I've been looking into the AI alignment problem last couple of days and came up with the following summary of what problems there are and why. Also, I'd prefer using the umbrella name of Human alignment problem, as AI alignment is just a subset of it.

  • The problem is that we don't know what we want.
  • And even if we individually knew, we couldn't agree with others. (opinion aggregation)
  • Even if we agreed with others what we want, it would be hard to implement it. (coordination)
    • Because of game theory, momentum, and because of disagreements about how to do it.
  • Maybe we can create something smarter than us that solves these problems.
  • But we don't know how to create something smarter than us.
  • Maybe we can create something that will start out dumber, but can learn and will eventually become smarter.
  • We are afraid that something like this could become very powerful very quickly, and it’s likely to kill us - either as a mere side-effect or because of conflicting goals. (AI alignment problem)
  • But we don't know how to describe what it should learn. (outer alignment)
  • So maybe we can just give examples of what we know we want it to learn. (ML training)
    • We could make it learn from humans, but data from humans are inconsistent.
  • But it's impossible to describe all the cases, so in practice the situations facing the ML model will be quite different. (distributional shift)
  • And if what we want the ML model to learn is very specific and complicated, it's quite likely that what the model learns will behave very differently outside of our examples than how we'd want it to. (inner alignment)
  • It will also be hard to distinguish the cases where it does and where it doesn't do what we want. (eliciting latent knowledge)
    • Generally, sufficiently capable ML models are hard to understand. (interpretability)
  • Especially if the model knows it can do more of the stuff from training when we are not looking. (deceptive mesa optimizers)
  • Also, if we realize it’s doing something else than what we wanted it to, it might be hard to change it, because you’d be interfering with its learned goals. (corrigibility)

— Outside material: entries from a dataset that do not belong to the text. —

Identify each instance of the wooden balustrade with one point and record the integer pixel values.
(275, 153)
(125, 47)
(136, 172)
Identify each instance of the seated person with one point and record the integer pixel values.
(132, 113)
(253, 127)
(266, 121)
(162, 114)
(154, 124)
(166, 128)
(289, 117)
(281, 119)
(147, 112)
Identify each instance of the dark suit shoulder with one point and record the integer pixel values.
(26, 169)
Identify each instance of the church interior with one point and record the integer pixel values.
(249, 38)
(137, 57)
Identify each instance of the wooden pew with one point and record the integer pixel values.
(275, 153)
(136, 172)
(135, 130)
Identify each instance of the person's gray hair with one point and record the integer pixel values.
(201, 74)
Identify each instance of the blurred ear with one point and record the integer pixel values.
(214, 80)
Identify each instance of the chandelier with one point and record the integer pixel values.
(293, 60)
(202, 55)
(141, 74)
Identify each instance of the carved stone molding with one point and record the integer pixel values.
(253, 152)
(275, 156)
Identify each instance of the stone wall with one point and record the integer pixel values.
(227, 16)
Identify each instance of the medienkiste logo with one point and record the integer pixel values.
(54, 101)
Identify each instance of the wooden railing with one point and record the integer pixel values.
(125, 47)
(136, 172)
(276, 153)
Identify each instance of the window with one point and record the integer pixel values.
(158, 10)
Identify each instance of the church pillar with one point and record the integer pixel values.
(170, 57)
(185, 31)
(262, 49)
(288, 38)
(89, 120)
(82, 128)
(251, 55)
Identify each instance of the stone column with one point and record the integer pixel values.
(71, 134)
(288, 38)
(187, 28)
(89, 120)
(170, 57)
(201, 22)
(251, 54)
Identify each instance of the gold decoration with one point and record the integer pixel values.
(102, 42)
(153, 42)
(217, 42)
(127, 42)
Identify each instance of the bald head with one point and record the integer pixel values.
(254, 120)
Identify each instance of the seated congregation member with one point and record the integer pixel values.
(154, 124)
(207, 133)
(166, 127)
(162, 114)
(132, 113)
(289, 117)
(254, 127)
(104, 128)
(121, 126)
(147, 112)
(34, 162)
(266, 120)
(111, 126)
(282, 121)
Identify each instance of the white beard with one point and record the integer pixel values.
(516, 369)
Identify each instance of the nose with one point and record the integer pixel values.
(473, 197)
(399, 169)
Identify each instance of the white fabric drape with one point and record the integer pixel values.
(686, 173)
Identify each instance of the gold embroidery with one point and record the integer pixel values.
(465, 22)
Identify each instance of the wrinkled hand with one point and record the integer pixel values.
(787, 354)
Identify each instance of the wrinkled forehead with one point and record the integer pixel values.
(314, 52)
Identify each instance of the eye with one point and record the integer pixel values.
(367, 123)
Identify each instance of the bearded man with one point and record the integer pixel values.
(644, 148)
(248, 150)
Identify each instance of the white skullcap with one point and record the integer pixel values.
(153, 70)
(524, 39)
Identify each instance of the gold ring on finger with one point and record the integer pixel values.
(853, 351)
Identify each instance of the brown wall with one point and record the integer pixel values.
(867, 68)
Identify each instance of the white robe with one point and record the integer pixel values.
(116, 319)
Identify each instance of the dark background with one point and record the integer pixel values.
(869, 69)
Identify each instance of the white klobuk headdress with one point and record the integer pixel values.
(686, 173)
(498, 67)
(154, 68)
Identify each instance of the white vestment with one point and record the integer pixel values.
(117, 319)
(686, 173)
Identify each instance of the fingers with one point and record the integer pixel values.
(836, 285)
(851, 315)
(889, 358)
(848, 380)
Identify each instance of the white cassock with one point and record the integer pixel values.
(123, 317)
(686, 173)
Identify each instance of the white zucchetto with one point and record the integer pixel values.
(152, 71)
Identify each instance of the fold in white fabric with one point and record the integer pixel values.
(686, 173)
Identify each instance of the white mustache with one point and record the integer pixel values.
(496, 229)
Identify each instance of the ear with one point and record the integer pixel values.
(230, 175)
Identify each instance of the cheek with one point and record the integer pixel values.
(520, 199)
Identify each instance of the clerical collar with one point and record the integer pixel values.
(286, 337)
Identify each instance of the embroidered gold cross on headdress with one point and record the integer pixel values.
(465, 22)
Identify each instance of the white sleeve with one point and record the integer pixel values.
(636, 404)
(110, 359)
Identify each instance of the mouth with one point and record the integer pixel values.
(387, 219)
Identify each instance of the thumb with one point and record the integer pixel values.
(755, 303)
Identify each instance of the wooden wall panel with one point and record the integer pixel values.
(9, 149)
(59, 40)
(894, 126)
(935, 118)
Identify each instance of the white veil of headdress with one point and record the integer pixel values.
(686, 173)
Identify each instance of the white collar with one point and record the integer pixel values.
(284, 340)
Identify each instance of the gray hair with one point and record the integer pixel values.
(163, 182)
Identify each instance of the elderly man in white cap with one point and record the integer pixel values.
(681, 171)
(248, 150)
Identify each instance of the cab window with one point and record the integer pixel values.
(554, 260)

This is just a summary of my current understanding of the problem landscape. I don't subscribe to the stated motivations and conclusions, but more about that some other time.

Please, let me know if I omitted or misrepresented some important aspect of the problem (given how simplified version it intends to be).

New to LessWrong?

New Comment
3 comments, sorted by Click to highlight new comments since: Today at 8:00 AM

Not an expert, but will try to comment:

And even if we individually knew, we couldn't agree with others. (opinion aggregation)

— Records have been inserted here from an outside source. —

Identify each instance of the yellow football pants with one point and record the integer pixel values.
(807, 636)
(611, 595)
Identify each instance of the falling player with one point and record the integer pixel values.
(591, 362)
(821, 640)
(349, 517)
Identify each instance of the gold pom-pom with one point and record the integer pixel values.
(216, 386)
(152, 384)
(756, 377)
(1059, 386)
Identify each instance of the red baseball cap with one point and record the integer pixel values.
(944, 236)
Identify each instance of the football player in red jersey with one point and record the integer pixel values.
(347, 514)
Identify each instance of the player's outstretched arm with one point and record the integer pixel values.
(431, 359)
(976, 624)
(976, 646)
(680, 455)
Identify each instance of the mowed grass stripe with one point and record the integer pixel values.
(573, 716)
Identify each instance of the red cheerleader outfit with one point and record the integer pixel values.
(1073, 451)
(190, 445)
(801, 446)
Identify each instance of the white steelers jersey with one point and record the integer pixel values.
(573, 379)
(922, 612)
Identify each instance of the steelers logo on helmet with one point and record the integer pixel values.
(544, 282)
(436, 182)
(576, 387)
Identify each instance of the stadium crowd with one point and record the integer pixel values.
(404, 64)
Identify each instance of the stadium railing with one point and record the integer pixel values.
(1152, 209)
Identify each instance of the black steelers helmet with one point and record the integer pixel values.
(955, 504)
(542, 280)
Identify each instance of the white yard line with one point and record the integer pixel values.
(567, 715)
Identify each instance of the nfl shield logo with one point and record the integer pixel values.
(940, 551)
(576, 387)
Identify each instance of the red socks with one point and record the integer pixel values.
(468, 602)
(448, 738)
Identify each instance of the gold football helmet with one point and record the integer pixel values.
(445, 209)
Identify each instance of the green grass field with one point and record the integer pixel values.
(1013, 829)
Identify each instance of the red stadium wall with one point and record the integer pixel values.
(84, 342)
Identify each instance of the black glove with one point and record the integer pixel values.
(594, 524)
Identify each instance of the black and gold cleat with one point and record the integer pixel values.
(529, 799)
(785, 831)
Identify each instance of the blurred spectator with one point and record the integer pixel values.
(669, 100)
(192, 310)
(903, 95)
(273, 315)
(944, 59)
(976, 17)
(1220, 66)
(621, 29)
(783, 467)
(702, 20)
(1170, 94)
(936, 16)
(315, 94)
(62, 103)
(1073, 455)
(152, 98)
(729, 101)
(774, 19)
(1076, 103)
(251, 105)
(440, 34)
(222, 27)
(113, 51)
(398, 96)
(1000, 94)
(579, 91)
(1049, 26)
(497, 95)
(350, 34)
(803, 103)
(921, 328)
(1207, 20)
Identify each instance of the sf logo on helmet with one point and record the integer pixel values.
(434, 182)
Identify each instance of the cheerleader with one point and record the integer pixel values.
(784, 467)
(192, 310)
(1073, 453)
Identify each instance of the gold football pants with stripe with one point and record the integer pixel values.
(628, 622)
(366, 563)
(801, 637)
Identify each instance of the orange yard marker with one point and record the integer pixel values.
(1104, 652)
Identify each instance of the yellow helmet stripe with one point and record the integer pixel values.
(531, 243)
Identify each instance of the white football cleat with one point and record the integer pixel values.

I think this does not belong to the list. Yes, it is an important problem, but unlike the rest of the list, it does not have the "I don't even know where I would start" quality. If you could extract one person's preferences and turn them into an equation, then you could e.g. just repeat the process several billion times (expensive, but simple in theory) and then make an average of the obtained equations or something.

Even if we agreed with others what we want, it would be hard to implement it. (coordination)

Again, similar thing. In theory you do not need to coordinate with your opponents. You could build a superintelligent machine unilaterally, ask it to defeat everyone who resists, and in the meanwhile keep integrating other people's preferences into its utility function. Difficult, but solvable in theory.

A greater problem with lack of coordination is that you cannot coordinate "please let's stop building the machines until we figure out how to build machines that will not destroy us". Because someone can unilaterally build a machine that will destroy the world. Not because they want to, but because the time pressure did not allow them to be more careful.

...generally, I think you made a good list of difficult things, but it does not pinpoint the parts that are the most difficult. (It's like a list of "heavy objects" that would include a whale along with Jupiter.)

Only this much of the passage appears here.